The final point I want to make is that, OK, so we need a security strategy, and then we need a strategy to get globalization right. Not just economics and military cooperation. Final point I want to make may be the most important of all, and this is sort of where you come in, and that is that all these rational arguments are fine, but there are a lot of emotional and built in political interests that will always make the kinds of things that we advocate at these forums difficult to achieve. I mean, China, as Elisabeth was saying to me, China finally [came] across with more openness on SARS than they had shown on AIDS when it obvious that the economic impact of it was going to be disastrous unless we figured out how to deal with it. So, it takes time to develop the habits of cooperation, and the habits of openness, and the kind of institutional cooperation that I believe will be absolutely necessary to have the kind of world that we want in the twenty-first century. I think we’re going to have to work very hard to sustain moderate Muslim societies. I think we have to send the signal day in and day out, not only from America, but from non-Muslim Asian countries that we have no quarrel with Islam, and that they can have an honored place in the integrated global community we seek to build. I think that we have a special problem with Iran, and a special opportunity. I had hoped that when I was president the reform forces in Iran would go strong enough that we would actually have some direct contact with them.

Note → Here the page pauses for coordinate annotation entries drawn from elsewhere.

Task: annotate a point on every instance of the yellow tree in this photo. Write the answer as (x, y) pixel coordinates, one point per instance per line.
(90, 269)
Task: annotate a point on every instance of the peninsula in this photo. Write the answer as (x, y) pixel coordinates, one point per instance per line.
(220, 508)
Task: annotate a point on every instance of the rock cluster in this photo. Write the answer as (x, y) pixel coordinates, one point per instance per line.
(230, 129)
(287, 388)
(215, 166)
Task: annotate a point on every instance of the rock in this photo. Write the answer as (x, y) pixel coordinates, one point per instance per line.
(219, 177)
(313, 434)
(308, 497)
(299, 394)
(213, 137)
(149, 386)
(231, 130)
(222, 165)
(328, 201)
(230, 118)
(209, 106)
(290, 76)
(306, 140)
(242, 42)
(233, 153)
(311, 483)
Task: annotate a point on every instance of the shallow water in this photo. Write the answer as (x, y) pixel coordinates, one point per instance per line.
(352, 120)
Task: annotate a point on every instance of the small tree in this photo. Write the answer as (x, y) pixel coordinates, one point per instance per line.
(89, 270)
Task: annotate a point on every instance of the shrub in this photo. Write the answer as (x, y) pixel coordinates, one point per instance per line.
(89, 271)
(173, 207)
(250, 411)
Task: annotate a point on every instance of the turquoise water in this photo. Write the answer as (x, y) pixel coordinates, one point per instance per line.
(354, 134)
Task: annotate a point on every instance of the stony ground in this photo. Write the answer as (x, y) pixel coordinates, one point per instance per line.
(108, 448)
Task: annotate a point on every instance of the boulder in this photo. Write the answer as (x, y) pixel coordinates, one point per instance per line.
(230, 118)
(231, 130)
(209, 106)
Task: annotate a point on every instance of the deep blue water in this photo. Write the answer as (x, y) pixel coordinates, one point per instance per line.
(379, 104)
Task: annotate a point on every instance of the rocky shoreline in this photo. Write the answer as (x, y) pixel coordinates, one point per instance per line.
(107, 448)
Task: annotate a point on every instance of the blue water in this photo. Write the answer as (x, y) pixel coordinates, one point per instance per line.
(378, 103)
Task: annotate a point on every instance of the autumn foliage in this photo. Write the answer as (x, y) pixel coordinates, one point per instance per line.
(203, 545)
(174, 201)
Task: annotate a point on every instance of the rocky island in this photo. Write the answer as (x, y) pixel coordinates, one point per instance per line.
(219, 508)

And I tried to do what I could. I made a direct, public apology for the role the United States played in the 1950’s in the Cold War in disrupting Iran’s progress toward constitutional democracy. When President Khatami talked to the UN in 2000 I went to the American delegation and sat there and listened to his speech. They sent us some positive signals, but ultimately they were not ready to talk to us. But the transition is fascinating. I mean, we know the vast majority of Iran’s people, without regard to their age, want to live according to a rule of law. They want to be part of a global community. The reform candidates got seventy percent of the vote in their 2000 elections. In fact, listen to this, Iran has now had six elections in a row: two for local government, two for the parliament, two for the presidency. Six elections in a row. And in all six elections, the reformers got seventy percent of the vote. There is not another nation on the face of the earth that can make that claim. And as a Democrat, I’m sort of jealous of them in that regard.